Em 1929, casou-se com uma garota de quatorze anos chamada Virginia, na cidade de Penton, e no verão daquele ano, engravidaram de seu primeiro filho. Porém, devido a razões de trabalho e interesses conflitantes, sua parceria teve um parto solitário que acabou levando sua vida e a do bebê de Robert. Foi mais ou menos a partir daí que o bluesman passaria a blasfemar e a pregar contra a figura divina de Deus, alegando que tal ser não deveria proporcionar tanto sofrimento a quem supostamente era amado por Ele. 

E não parou por aí! Em dezembro de 1931 ou início de 1932, sua segunda esposa, uma mulher chamada Callie, adoeceu seriamente, e em 1933 esta morreu sem seu marido ao lado. 

Talvez por carregar um sentimento de culpa ou por simplesmente ter preocupações voltadas apenas para sua música, o bluesman não teve tal tipo de envolvimento até mais ou menos o ano de 1938, quando compôs a canção ‘’Honeymoon blues’’ para uma certa Betty Mae – canção que inclusive prometia à mulher um reencontro acompanhado de uma licença de casamento. De qualquer forma, há a suspeita de que o trabalho possa ter sido também destinado a outra figura chamada Willie Mae

A LENDA DO BLUES E SEU TALENTO SUSPEITO

A coisa pela qual todos escutam sobre Robert Johnson, antes mesmo de saber sobre sua importância para a história do blues, é sua famigerada lenda sobre as origens de suas impressionantes habilidades com o violão. 

De forma que Johnson recebesse este dom fascinante, ele teria vendido sua alma para o Diabo em uma encruzilhada; encruzilhada esta que desencadearia em sua precoce morte aos vinte e sete anos. 

Somando com as interpretações meticulosas vindas das letras de suas canções e com seu histórico de envolvimento com a prática hodu, essa lenda nunca deixou de acompanhar o nome do artista; tudo isso já desde suas primeiras aparições nos tais juke points mencionados anteriormente. 

MORTE E UMA ESPÉCIE DE EPÍLOGO

Agora voltando para a cidade de Memphis, o bluesman teve de consultar um médico devido a fortes dores no estômago e peito. Após a consulta, ele foi diagnosticado com úlcera e aconselhado a parar de beber, dica que não viria a ser seguida por este.

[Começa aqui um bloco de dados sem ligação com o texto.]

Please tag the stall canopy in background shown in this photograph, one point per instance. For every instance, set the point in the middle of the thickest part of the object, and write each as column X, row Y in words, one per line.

Tal decisão levaria a episódios mais tensos ainda que colocaram a saúde do artista em risco, onde desmaios e séries de vômitos eram ‘’comuns’’, incluindo uma briga feia com seu amigo Sonny Boy Williamson.

E como desfecho de uma dessas noites, Robert Johnson morreu na manhã de uma terça-feira em uma cabana. As circunstâncias e até mesmo as causas de sua morte são algo suspeito para alguns, isso devido aos relatórios de sua certidão de óbito, que levantaram questões interessantes. Questões como data e local que não bateram com aquelas compartilhadas pelas últimas pessoas a verem-no com vida ainda. 

Poderiam estas informações serem à prova de um acobertamento? E se sim, um acobertamento sobre o quê? Teria sido talvez Robert Johnson assassinado? Muito de seu background não é certo, mas a lenda incorporada por este indivíduo simples, visto como anti-social, mas sempre como um ferrenho amante da nova música, é eterna.